Christus hat zwar tatsächlich das Gesetz vom Sinai erfüllt, aber nie sagt die Bibel, dass uns diese Gesetzeserfüllung irgendwie zugerechnet werde. Überhaupt spricht Paulus (ganz anders als MacArthur) niemals von der Gerechtigkeit Christi, sondern immer nur von der Gerechtigkeit Gottes. Diesen Ausdruck hat MacArthur nicht verstanden, denn in seiner Anmerkung zu Römer 1,17 „Denn Gottes Gerechtigkeit wird darin offenbart aus Glauben zu Glauben, wie geschrieben steht: „Der Gerechte aber wird aus Glauben leben.““ sagt er, eine bessere Übersetzung dafür wäre „Gerechtigkeit von Gott her“. Aber wenn Paulus wirklich „Gerechtigkeit von Gott her“ gemeint hätte, dann hätte er das doch auch so schreiben müssen,[4] oder versteht MacArthur den Begriff etwa besser als Paulus selbst? Der Ausdruck „Gottes Gerechtigkeit“ ist nicht schwieriger zu verstehen, als wenn man zum Beispiel von der „Gerechtigkeit des Bundespräsidenten“ spricht. Damit meint man, dass der Bundespräsident gerecht ist und gerecht handelt. Auch der Ausdruck der „Gerechtigkeit Gottes“ meint genau das, was jeder theologisch nicht vorbelastete Mensch darunter verstehen würde: das Gerechtsein und gerechte Handeln Gottes.[5]

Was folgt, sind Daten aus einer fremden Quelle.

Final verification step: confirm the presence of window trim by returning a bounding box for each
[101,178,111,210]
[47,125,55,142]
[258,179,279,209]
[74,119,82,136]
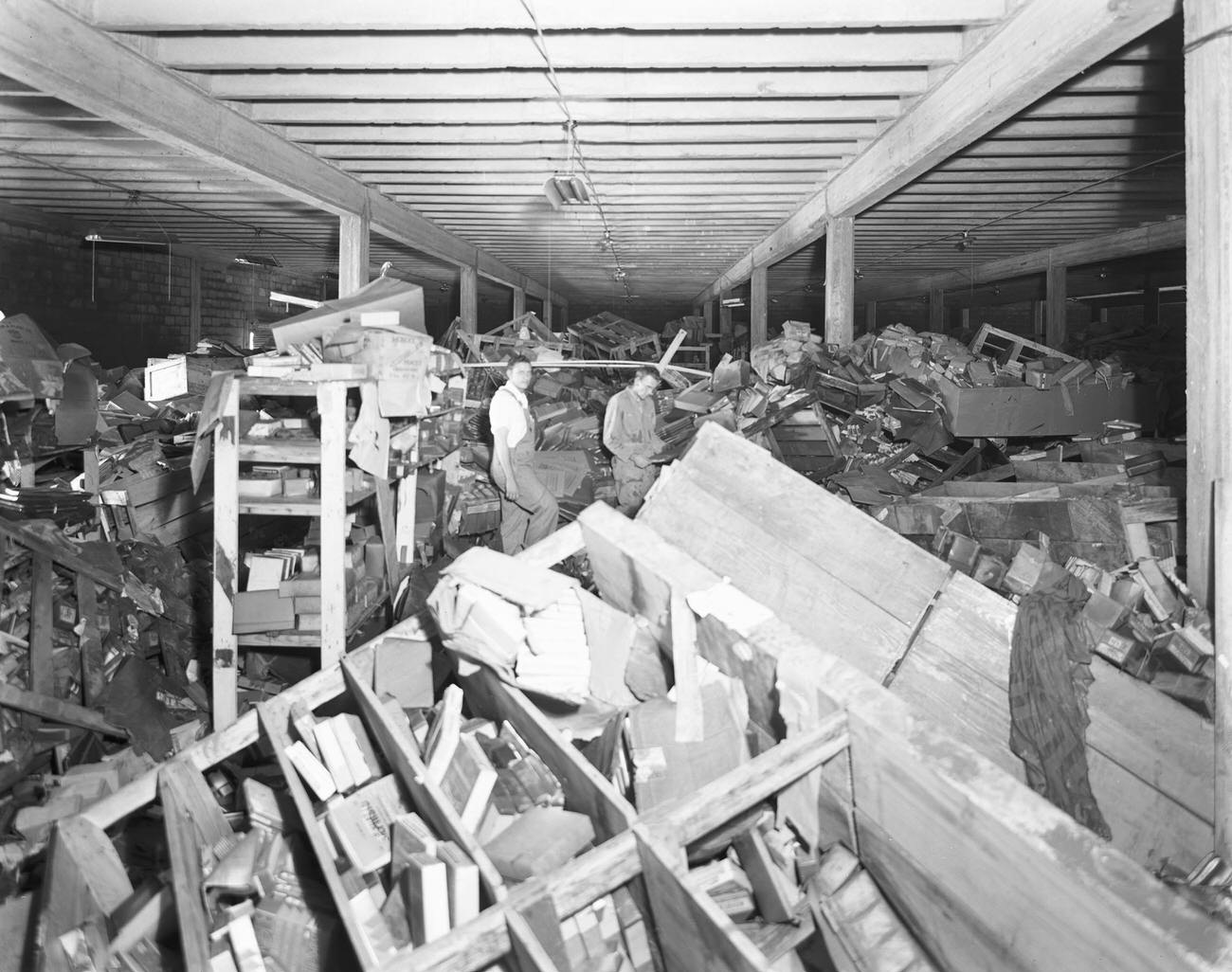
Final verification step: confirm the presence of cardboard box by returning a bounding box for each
[145,355,245,402]
[0,315,64,402]
[935,376,1154,439]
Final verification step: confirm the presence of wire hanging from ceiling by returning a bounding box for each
[859,152,1186,274]
[517,0,632,299]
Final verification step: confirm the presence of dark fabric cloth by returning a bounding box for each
[1009,575,1112,839]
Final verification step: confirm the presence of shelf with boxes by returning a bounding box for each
[213,376,399,729]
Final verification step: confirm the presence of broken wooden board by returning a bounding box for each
[638,429,1214,867]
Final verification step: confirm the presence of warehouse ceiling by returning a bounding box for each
[0,0,1184,325]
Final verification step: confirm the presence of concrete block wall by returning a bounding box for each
[0,219,327,368]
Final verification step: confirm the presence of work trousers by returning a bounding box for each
[612,459,660,516]
[492,435,561,554]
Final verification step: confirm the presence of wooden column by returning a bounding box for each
[189,256,201,349]
[1184,0,1232,860]
[459,265,480,333]
[749,266,770,351]
[1043,263,1068,351]
[337,213,371,297]
[718,297,735,355]
[928,287,945,333]
[825,216,855,346]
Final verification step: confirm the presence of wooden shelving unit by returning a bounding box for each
[212,377,394,729]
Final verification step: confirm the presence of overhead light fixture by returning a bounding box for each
[543,175,590,209]
[231,228,282,270]
[85,230,172,250]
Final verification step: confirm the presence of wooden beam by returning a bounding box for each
[1186,0,1232,605]
[749,266,770,350]
[825,216,855,346]
[459,266,478,333]
[1214,479,1232,860]
[857,218,1186,300]
[928,287,945,333]
[1043,263,1068,351]
[0,0,554,298]
[86,0,1006,30]
[698,0,1179,299]
[337,213,372,297]
[0,682,128,739]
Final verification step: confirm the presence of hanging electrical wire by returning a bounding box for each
[517,0,632,299]
[859,152,1186,274]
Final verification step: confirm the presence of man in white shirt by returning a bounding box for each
[488,355,559,554]
[604,365,665,516]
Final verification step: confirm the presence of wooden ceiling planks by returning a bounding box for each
[0,0,1184,325]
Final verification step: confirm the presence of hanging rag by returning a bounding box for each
[1009,574,1113,839]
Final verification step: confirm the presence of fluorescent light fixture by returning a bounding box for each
[85,230,172,250]
[231,253,282,267]
[270,291,320,308]
[543,175,590,209]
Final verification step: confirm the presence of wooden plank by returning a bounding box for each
[159,763,215,968]
[462,668,637,841]
[694,0,1175,303]
[633,825,769,972]
[27,550,53,719]
[342,652,505,901]
[0,682,128,739]
[34,816,133,972]
[1184,0,1232,605]
[825,216,855,348]
[77,574,107,706]
[505,910,570,972]
[209,380,241,731]
[849,704,1232,972]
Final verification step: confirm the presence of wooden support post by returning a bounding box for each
[1184,0,1232,610]
[1043,265,1068,351]
[77,574,107,706]
[337,213,372,297]
[928,287,945,333]
[1142,280,1159,331]
[1031,300,1047,344]
[210,381,241,731]
[317,382,347,668]
[825,216,855,348]
[459,266,480,333]
[749,266,770,351]
[718,293,735,355]
[25,553,56,726]
[189,256,201,348]
[1215,479,1232,861]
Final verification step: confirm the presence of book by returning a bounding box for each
[402,854,450,945]
[325,776,409,873]
[313,719,354,793]
[436,840,480,927]
[287,739,337,800]
[441,733,497,830]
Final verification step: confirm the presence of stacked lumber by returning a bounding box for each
[638,429,1214,871]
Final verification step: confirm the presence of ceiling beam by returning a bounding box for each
[0,0,547,296]
[857,218,1186,300]
[151,31,962,72]
[82,0,1006,31]
[697,0,1180,303]
[204,66,931,103]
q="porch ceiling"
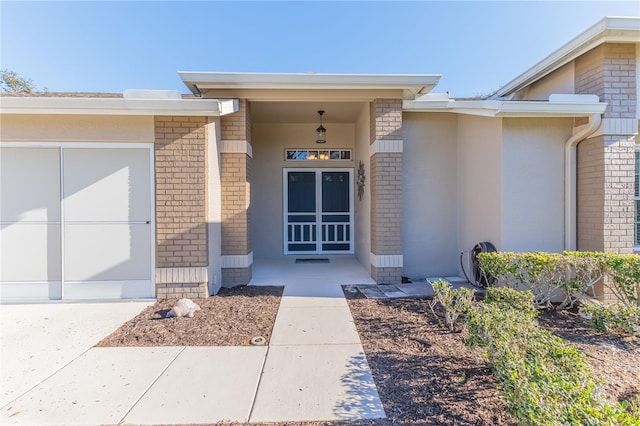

Von dieser Gerechtigkeit Gottes steht in Römer 3,21 „Jetzt aber ist, ohne Gesetz, Gottes Gerechtigkeit offenbart worden, bezeugt durch das Gesetz und die Propheten:“ unmissverständlich, dass sie „ohne Gesetz“ offenbart wurde, aber MacArthur schreibt von einer Gerechtigkeit, die aus dem Gesetz kommt, denn wenn Christus sich dem Gesetz gegenüber als völlig gerecht erweist, dann ist das eben eine Gerechtigkeit aus dem Gesetz und nicht ohne (getrennt von) Gesetz.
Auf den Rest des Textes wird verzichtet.